As time passed and wounds healed, pressure mounted to reopen the floor.

The county received funds from the National Endowment for the Humanities and a team was assembled to determine how best to use the space. By 1983, a private, nonprofit educational organization, the Dallas County Historical Foundation, was incorporated to plan and manage a permanent exhibition. Private donors raised $3.5 million and the county put up another $2.2 million to construct an outside elevator and small visitors center at its base.

On Feb. 20, 1989--President’s Day--the Sixth Floor opened its doors.

More than 600,000 people have since toured the exhibit, officials say.

No one from the Kennedy family has ever visited.

Three blocks away, meanwhile, another museum--the JFK Assassination Information Center--has also opened to the public.
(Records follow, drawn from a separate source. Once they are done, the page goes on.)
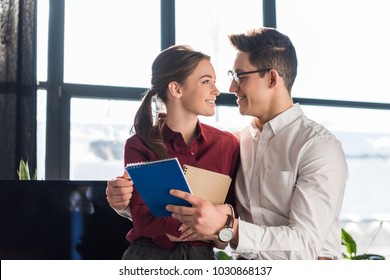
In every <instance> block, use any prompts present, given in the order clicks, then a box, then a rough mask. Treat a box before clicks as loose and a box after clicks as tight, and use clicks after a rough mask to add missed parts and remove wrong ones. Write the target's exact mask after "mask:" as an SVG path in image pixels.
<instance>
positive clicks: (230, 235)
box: [218, 214, 234, 242]
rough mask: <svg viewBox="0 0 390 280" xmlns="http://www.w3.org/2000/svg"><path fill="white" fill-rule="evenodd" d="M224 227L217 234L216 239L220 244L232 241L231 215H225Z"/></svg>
mask: <svg viewBox="0 0 390 280" xmlns="http://www.w3.org/2000/svg"><path fill="white" fill-rule="evenodd" d="M226 216H227V219H226V225H225V227H224V228H222V229H221V230H220V231H219V232H218V239H219V241H221V242H229V241H230V240H232V239H233V223H234V217H233V216H232V215H228V214H226Z"/></svg>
Officials at the 2 1/2-year-old center keep a substantial repository of information while attempting to document the theory that John Kennedy’s death was the result of a conspiracy.

“We offer an alternative view,” said Robert T. Johnson, a researcher at the 3,000-square-foot assassination center. “Unlike the Sixth Floor, we’re still trying to find the answers.”

GUIDEBOOK

The Sixth Floor

Where it is: The Sixth Floor Visitors Center is at 411 Elm St., directly behind the old Texas School Book Depository (now the Dallas County Administration Building); telephone (214) 653-6666.

The exhibit: Open Sunday-Friday, 10 a.m.-6 p.m., and Saturday, 10 a.m.-7 p.m. Closed Christmas Day. Tickets for self-guided tours can be purchased at the Visitors Center: adults $4, seniors $3; children under 6 free, under 19, $2.